6. SAFE Investment Company
Amount: $547 billion
The SAFE Investment Company is a subsidiary of the Chinese State Administration of Foreign Exchange, which manages the country’s foreign exchange reserves.
Although the fund’s total amount is publically known, its specific investments are not as clearly revealed. It is understood that the fund invests in a wide variety of areas, including foreign and domestic equities, as well as fixed income securities.
5. Kuwait Investment Authority
Amount: $592 billion
As with many other petroleum-based economies, the Kuwait Investment Authority is a fund for the surplus oil revenue. It is also the world’s first, thus oldest, sovereign wealth fund. In 1982, it officially became an autonomous governmental body managing the assets of the country. In 1982, it officially became an autonomous governmental body managing the assets of the country.
The fund is largely split between two separate funds, the General Reserve Fund and the Future Generations Fund.
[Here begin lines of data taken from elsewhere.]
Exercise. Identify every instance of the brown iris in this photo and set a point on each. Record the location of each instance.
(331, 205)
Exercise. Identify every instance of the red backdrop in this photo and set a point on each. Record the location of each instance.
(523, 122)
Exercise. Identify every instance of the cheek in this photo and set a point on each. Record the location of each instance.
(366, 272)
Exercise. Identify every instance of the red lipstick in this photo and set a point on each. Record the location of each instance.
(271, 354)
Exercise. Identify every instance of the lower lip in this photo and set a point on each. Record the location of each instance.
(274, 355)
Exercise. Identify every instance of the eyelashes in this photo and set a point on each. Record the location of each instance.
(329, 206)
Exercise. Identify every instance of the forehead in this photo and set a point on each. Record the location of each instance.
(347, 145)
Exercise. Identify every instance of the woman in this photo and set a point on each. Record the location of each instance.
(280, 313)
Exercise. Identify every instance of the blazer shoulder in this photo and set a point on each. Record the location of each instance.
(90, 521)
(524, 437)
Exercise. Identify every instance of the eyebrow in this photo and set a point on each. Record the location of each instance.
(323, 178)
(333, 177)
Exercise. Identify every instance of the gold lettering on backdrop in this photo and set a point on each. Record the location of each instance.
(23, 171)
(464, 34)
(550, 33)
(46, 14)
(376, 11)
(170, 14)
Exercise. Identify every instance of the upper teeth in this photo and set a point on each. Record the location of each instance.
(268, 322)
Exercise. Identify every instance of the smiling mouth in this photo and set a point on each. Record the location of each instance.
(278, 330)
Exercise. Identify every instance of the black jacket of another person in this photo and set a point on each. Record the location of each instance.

The fund generally shies away from obtaining a majority or controlling interests in a company, with the exception of real estate and investment holding companies.
4. SAMA Foreign Holdings
Amount: $668.6 billion
Country: Saudi Arabia
SAMA Foreign Holdings is controlled by the Saudi Arabian Monetary Agency, the nation’s central bank that was established in 1952. The fund receives the bulk of its wealth from Saudi Arabia’s massive oil industry, and it manages a number of public pensions.
The fund is secretive about its investments, but it is largely understood to channel funds into conservative asset classes such as bank deposits and US Treasury bonds. It also reportedly looks to the Norwegian sovereign wealth fund as a role model.
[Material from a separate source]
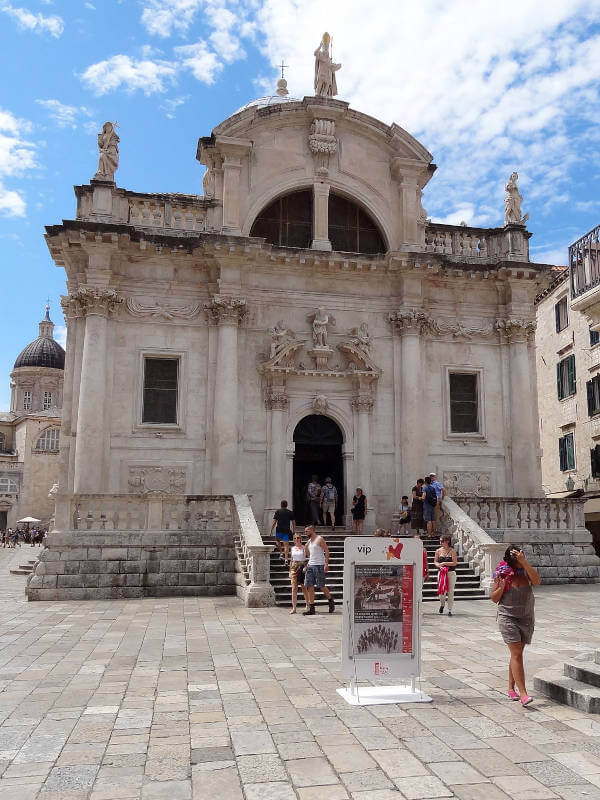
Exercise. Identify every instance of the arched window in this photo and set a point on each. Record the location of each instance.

3. China Investment Corporation
Amount: $746.7 billion
The China Investment Corporation is a wholly state-owned company that gains its funding from managing a part of China’s foreign exchange reserves. As of 2015, the foreign exchange reserves of China stood at $ 3.65 trillion, making it the largest foreign exchange reserve in the world.
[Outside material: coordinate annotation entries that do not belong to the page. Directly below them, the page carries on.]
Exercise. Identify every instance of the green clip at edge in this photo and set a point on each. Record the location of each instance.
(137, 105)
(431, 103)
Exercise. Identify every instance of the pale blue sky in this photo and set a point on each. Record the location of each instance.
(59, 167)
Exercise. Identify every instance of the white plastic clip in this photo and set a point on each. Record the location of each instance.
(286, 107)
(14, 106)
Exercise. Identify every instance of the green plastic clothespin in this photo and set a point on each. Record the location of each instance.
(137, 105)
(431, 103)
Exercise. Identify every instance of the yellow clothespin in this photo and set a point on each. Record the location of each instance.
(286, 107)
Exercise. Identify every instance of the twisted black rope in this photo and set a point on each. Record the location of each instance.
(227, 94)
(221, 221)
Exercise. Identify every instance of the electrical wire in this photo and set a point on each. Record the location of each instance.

The CIC invests nearly half of its funds in public equities, with just over a quarter of the money channeled into long-term investments. Almost half of its public equity investments are made in the US while a third of it is invested in non-US advanced economies. The CIC’s investment decisions are made based on a three-layer asset allocation framework: strategic asset allocation, policy portfolio, and tactical asset allocation.
2. Abu Dhabi Investment Authority
Amount: $773 billion
Country: UAE – Abu Dhabi
The Abu Dhabi Investment Authority receives the majority of it’s funding from the Abu Dhabi National Oil Company and its subsidiaries. 70% of the payments into the fund are sent to the ADIA while the remaining 30% is sent to its sister fund, the Abu Dhabi Investment Council. Though the fund is owned by the government of the UAE, it is kept at arms length and run by its own governing body.
The ADIA invests in a wide spectrum of assets and regions. The largest portion of the fund invests in developed equities, followed by emerging market equities and government bonds. It also invests heavily in North America, while dividing up the rest of its investments in Europe and emerging markets.
1. Government Pension Fund – Global
Amount: $882 billion
This Norwegian wealth fund was created to pool the surplus profits gained from the Norwegian petroleum industry. It was known until 2006 as the Petroleum Fund of Norway. Despite being called a pension fund, it does not derive its backing from pensioners, but rather oil profits.
The fund is managed by the Norges Bank Investment Management company, with the understanding that its purpose is to support the country in post-oil times. It has been used to invest in over 9,000 companies in 75 countries with most of these investments made equally between Europe and North America. Their investments are largely in equity, but a third is in fixed-income and a very small percent in real estate.